In [None]:
# Initialize Otter
import otter
grader = otter.Notebook("assignment1.ipynb")

## Introduction to Pandas and Scikit-Learn

Pandas is a powerful data manipulation and analysis library for Python. It provides data structures like DataFrames and Series that allow for efficient handling of structured data. Pandas is particularly useful for tasks such as reading and writing data in various formats, data cleaning, merging datasets, and performing complex operations on data.

Scikit-learn, on the other hand, is a machine learning library for Python. It provides a wide range of supervised and unsupervised learning algorithms, as well as tools for model selection, evaluation, and preprocessing. Scikit-learn is designed to be user-friendly and efficient, making it a popular choice for both beginners and experienced data scientists.

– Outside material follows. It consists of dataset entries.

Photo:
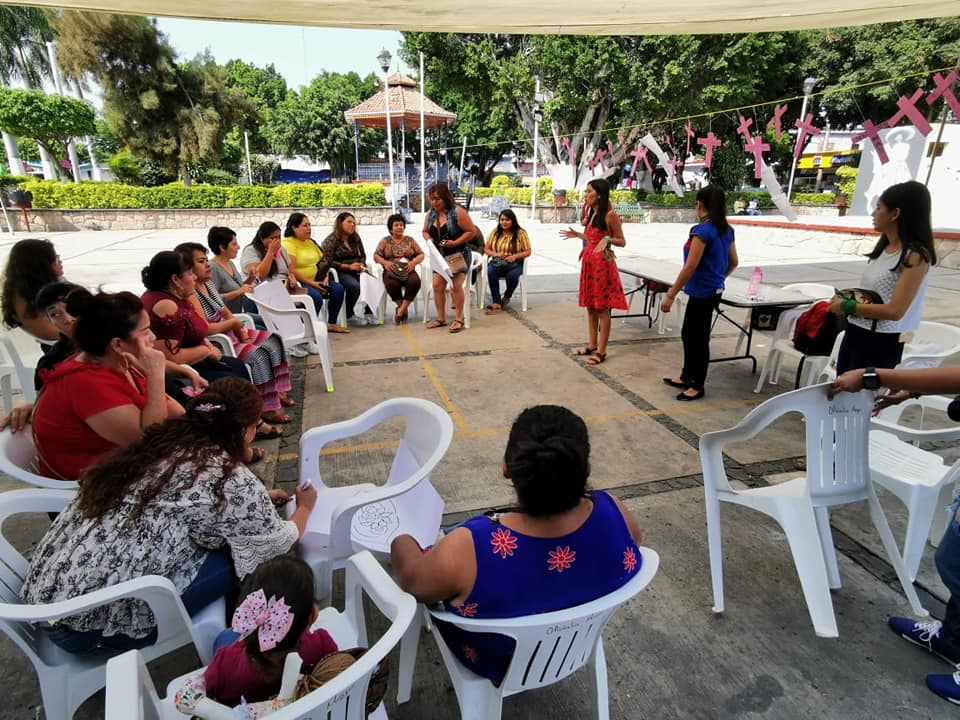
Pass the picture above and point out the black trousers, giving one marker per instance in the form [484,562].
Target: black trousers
[697,323]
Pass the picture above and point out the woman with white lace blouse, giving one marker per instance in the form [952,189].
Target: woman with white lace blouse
[178,503]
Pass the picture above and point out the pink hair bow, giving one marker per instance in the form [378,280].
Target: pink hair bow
[271,619]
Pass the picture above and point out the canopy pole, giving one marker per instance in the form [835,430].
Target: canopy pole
[423,151]
[386,102]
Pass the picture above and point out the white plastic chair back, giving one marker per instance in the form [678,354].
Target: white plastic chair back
[837,473]
[932,343]
[18,459]
[22,360]
[341,698]
[295,324]
[67,680]
[549,647]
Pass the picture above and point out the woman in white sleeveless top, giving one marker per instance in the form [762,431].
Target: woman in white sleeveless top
[897,270]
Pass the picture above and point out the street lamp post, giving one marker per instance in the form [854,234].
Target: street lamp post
[384,57]
[808,86]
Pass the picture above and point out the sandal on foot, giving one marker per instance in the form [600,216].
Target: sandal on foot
[273,432]
[256,455]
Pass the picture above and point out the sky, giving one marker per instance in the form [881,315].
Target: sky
[298,53]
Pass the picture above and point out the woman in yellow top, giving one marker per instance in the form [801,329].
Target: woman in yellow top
[306,264]
[507,246]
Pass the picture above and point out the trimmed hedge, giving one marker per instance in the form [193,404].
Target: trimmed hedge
[100,195]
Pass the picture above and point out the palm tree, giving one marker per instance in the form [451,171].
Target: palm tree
[24,32]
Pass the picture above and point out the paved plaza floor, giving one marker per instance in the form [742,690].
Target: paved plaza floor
[668,655]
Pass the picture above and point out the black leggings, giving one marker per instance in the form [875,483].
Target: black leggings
[697,323]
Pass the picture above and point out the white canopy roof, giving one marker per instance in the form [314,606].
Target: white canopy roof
[612,17]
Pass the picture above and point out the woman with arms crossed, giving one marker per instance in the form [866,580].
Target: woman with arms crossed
[600,287]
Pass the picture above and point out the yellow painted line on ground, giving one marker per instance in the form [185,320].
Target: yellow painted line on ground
[435,379]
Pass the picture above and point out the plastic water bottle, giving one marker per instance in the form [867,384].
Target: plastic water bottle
[753,291]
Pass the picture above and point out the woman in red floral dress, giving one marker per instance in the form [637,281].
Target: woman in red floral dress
[561,547]
[600,288]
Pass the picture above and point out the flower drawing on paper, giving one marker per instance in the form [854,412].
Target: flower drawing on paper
[503,542]
[561,558]
[467,610]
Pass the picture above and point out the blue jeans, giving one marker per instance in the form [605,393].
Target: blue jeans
[351,285]
[215,578]
[333,302]
[948,565]
[512,277]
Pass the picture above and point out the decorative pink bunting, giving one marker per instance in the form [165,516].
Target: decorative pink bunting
[944,85]
[757,146]
[871,133]
[709,142]
[639,154]
[775,121]
[571,150]
[908,109]
[806,127]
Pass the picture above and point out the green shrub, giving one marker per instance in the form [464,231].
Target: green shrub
[101,195]
[819,199]
[214,176]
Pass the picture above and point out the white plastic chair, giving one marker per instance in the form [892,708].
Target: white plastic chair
[932,343]
[22,364]
[295,324]
[782,343]
[131,692]
[18,459]
[366,516]
[67,680]
[549,647]
[483,277]
[439,265]
[838,473]
[920,479]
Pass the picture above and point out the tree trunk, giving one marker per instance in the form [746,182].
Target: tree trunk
[13,155]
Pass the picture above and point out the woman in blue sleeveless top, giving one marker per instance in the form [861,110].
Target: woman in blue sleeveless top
[449,227]
[709,256]
[563,546]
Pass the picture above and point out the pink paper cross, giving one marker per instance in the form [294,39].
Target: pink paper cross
[944,88]
[709,142]
[775,121]
[757,146]
[908,109]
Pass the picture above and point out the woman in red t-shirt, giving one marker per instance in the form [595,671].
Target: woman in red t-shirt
[104,396]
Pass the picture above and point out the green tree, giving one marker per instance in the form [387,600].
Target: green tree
[173,114]
[51,120]
[311,122]
[853,56]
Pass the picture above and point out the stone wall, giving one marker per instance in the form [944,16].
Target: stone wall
[52,220]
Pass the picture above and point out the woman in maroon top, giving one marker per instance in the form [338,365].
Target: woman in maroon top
[104,396]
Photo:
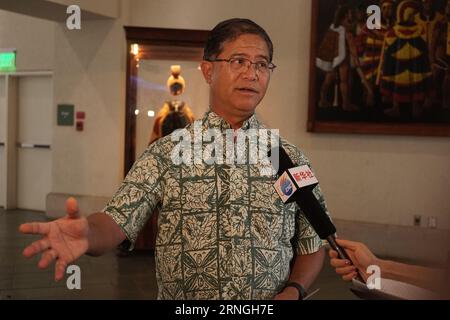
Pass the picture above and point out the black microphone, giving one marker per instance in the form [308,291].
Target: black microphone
[304,197]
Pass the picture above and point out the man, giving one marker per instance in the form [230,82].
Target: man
[223,232]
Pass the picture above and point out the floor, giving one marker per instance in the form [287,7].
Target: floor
[106,277]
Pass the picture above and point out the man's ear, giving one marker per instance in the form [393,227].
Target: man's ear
[207,69]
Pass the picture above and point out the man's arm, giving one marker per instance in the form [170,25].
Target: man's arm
[305,270]
[66,239]
[104,234]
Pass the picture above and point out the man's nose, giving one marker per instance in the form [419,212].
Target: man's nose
[251,73]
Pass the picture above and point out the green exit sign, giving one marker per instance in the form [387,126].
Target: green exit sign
[7,61]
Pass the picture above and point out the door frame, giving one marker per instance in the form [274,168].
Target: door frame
[158,44]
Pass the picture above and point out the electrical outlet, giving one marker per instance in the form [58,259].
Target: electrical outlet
[432,222]
[417,220]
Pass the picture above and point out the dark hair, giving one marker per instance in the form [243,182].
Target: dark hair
[229,30]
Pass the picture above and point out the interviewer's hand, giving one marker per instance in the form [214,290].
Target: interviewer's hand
[288,293]
[63,240]
[361,258]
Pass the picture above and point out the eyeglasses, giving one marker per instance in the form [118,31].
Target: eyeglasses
[240,65]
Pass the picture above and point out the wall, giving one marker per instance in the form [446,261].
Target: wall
[107,8]
[90,73]
[24,33]
[382,179]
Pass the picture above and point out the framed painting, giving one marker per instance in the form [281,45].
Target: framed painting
[380,67]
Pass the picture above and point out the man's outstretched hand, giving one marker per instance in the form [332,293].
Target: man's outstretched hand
[63,240]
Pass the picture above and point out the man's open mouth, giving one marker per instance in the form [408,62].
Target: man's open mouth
[249,90]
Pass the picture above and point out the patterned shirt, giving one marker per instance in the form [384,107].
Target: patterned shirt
[223,232]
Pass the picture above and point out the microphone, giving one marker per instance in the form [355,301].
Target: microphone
[296,184]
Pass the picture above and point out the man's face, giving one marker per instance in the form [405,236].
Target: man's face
[238,93]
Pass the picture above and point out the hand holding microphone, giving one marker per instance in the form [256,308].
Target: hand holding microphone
[296,184]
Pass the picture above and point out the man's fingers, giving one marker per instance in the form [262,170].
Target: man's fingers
[36,247]
[47,258]
[347,244]
[332,254]
[72,207]
[339,263]
[60,269]
[349,277]
[345,270]
[35,228]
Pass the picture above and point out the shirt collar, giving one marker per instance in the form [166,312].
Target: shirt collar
[213,120]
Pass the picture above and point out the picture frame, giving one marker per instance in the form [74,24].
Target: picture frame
[419,114]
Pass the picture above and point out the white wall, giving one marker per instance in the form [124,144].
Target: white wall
[90,73]
[381,179]
[32,37]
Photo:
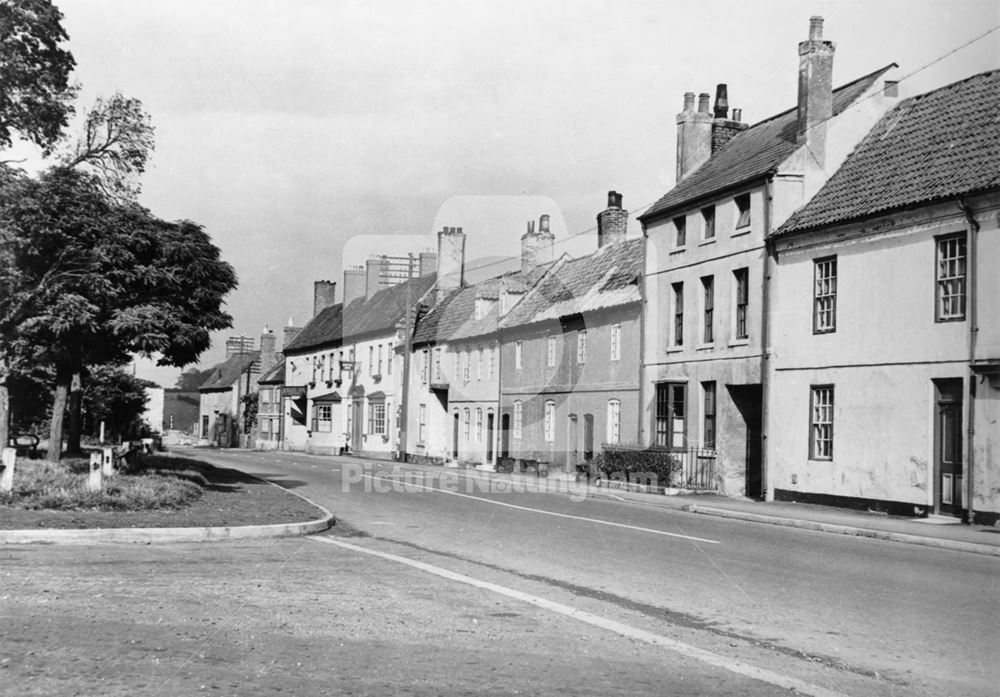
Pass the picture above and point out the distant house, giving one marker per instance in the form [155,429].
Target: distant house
[222,406]
[568,367]
[704,343]
[886,331]
[454,377]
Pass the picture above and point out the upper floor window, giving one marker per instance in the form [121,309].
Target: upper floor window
[616,342]
[825,295]
[678,289]
[950,278]
[821,423]
[742,282]
[708,219]
[680,229]
[742,210]
[708,291]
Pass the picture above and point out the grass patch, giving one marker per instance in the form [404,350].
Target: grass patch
[146,485]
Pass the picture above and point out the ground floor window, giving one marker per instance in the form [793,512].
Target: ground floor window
[376,418]
[821,423]
[671,402]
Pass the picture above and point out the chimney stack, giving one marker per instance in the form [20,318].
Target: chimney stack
[324,295]
[723,129]
[373,275]
[268,350]
[291,331]
[612,223]
[536,247]
[815,90]
[354,284]
[694,135]
[450,261]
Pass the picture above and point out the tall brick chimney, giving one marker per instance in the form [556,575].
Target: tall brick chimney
[428,262]
[694,134]
[724,128]
[354,284]
[612,222]
[291,331]
[268,350]
[536,247]
[373,275]
[324,295]
[815,90]
[451,261]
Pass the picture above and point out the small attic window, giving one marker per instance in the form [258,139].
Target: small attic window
[742,210]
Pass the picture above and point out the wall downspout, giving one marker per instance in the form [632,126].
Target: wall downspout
[641,420]
[971,295]
[765,343]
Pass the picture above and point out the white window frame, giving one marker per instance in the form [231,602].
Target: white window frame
[614,421]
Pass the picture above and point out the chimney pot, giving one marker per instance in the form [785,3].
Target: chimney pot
[815,28]
[543,224]
[721,101]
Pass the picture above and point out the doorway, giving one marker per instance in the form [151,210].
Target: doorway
[948,447]
[489,437]
[749,400]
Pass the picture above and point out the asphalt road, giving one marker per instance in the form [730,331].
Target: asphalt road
[852,615]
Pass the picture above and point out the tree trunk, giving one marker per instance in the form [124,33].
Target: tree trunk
[59,396]
[75,415]
[4,416]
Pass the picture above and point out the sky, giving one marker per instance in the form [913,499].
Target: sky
[307,134]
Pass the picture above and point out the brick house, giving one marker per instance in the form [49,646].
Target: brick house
[886,331]
[704,342]
[568,379]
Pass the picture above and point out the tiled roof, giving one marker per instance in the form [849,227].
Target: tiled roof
[382,311]
[229,371]
[455,316]
[607,278]
[930,147]
[323,329]
[275,376]
[752,153]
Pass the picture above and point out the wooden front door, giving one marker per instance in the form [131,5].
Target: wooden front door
[948,468]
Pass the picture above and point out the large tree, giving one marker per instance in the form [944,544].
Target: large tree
[36,101]
[36,98]
[90,280]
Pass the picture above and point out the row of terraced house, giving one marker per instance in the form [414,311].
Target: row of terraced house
[810,313]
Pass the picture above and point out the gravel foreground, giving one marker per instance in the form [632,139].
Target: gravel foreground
[293,616]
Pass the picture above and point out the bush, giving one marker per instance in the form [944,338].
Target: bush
[43,485]
[649,467]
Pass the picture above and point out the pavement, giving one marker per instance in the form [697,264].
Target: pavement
[935,531]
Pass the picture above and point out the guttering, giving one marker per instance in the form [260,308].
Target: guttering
[765,338]
[971,296]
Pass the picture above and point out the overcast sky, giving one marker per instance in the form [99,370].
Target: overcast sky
[288,127]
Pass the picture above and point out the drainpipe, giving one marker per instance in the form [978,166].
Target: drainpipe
[641,416]
[765,339]
[971,296]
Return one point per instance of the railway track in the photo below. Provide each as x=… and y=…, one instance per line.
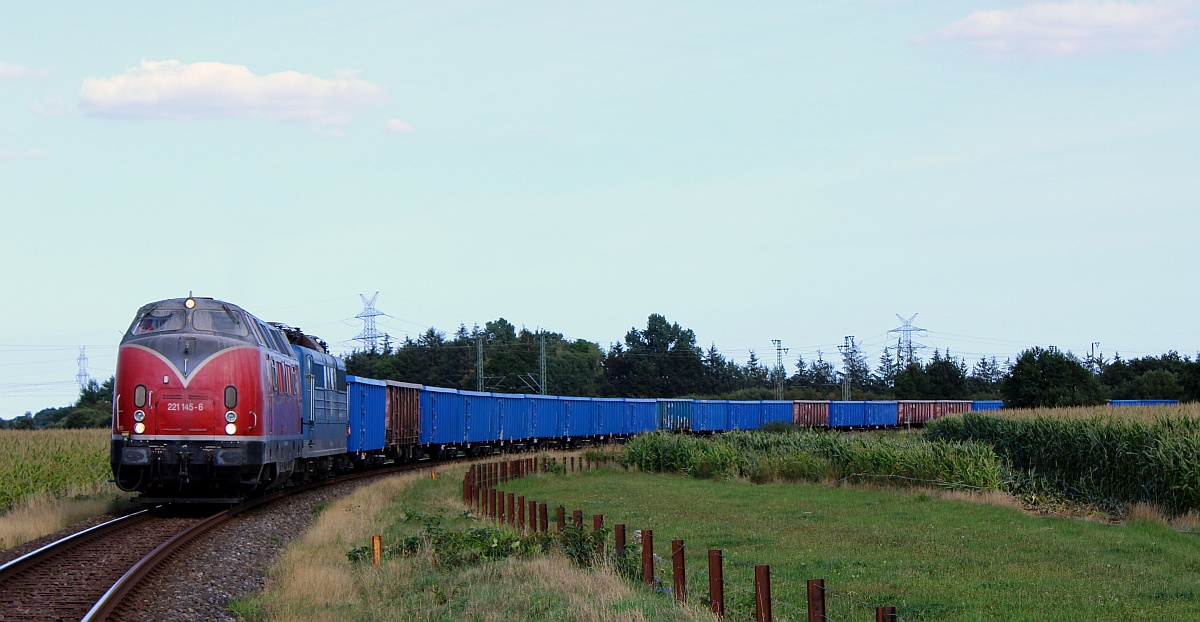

Together, Pandas and Scikit-learn form a powerful combination for data analysis and machine learning tasks. Pandas is often used to prepare and manipulate data, which can then be fed into Scikit-learn models for training and prediction.

In this assignment, we'll start with the fundamentals of data loading/manipulatin in pandas, then move on to basics of scikit-learn.

## Pandas

In [None]:
import pandas as pd
import numpy as np
import matplotlib.pyplot as plt

In [None]:
df = pd.read_csv('adult.csv')

#### Let's take a quick look at the dataset. We'll use the .head() function to view the first 5 records of the dataset.

In [None]:
df.head()

## Part 1: Data Loading and pre-processing

### Feel free to refer to the course notes on [pandas](https://tools4ds.github.io/DS701-Course-Notes/02B-Pandas.html) for the following questions.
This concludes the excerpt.